L'armée américaine met des nanobatteries dans ses uniformes

Par 16 octobre 2007

Les soldats arboreront bientôt des uniformes intégrant des nanobatteries. Celles-ci, composées de fibres, permettront de stocker et de générer de l'énergie pour alimenter les appareils électroniques nécessaires aux militaires.

(Crédit : Courtesy Hills Inc.)
Les uniformes militaires pourraient bientôt se parer de nanofibres capables de stocker ou de générer de l'énergie. La société américaine Hills Inc. a développé un système qui rassemble plusieurs matériaux énergétiquement denses dans des fibres à l'échelle nano de sorte qu'elles agissent comme une batterie. Ces dispositifs devraient être adoptés dès le début de l'année prochaine par l'US Army Natick Soldier Research Development and Engineering Center, où ils s'intègreront au programme dédié à élaborer des uniformes multifonctionnels adaptés aux besoins des militaires. Principal intérêt de ces nouveaux composants : ils permettent de stocker de l'énergie dans un espace restreint et de soulager les soldats de tout un aspect logistique qui pouvait leur faire perdre beaucoup de temps.Stocker l'énergie de 900 batteries dans des vêtements
Les militaires utilisent aujourd'hui de nombreux appareils électroniques comme des armes à visée laser et à vision nocturne, ou encore des radios et des réseaux informatiques avancés. Autant d'objets qui nécessitent une grande consommation d'énergie. Ainsi, un peloton de base requiert pour une mission de cinq jours environ neuf cents batteries de plus de sept types différents, souligne Charlene Mello, membre de l'équipe des sciences macromoléculaires du centre Natick.

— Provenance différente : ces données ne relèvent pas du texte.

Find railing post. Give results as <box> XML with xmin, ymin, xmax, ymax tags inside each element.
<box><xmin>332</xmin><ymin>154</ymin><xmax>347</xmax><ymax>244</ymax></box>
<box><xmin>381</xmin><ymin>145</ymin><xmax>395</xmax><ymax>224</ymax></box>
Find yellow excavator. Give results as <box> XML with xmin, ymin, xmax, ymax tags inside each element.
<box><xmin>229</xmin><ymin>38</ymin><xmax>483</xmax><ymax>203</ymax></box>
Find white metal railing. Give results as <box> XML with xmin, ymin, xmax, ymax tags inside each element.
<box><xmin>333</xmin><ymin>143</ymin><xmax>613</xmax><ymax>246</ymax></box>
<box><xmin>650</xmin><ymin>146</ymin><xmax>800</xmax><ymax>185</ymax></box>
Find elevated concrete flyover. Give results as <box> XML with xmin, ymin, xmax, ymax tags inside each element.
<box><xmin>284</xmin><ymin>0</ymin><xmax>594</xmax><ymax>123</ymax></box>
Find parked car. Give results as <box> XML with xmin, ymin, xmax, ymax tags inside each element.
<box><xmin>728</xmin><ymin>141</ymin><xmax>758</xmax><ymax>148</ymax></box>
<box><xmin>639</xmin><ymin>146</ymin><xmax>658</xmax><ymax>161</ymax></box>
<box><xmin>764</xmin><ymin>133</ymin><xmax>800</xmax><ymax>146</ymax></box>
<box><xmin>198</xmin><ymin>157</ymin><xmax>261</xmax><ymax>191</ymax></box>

Le système devrait également résoudre le problème de la durée de vie des batteries traditionnelles. Souvent courte, elle peut entraîner des problèmes majeurs si la pénurie d'énergie se déclare en plein combat.
 
Prochaines sources d'énergie : les virus
 
La machine capable d'assembler les nanofibres s'inspire d'une technologie de fabrication utilisée couramment pour extraire les polymères. Elle est capable de combiner trois matériaux différents. Des métaux avec un faible point de fusion pourraient ainsi être utilisés pour réaliser les fibres conductrices. Des matériaux non organiques pourraient ensuite être incorporés via les polymères pour faire office de batteries, de cellules de carburant ou photovoltaïques. Selon Angela Belcher, professeur d'ingénierie chimique et biologique au MIT, il devrait même être possible d'utiliser des virus, à la densité énergétique extrêmement élevée, pour réaliser les nanobatteries que porteront les soldats sur leurs vêtements.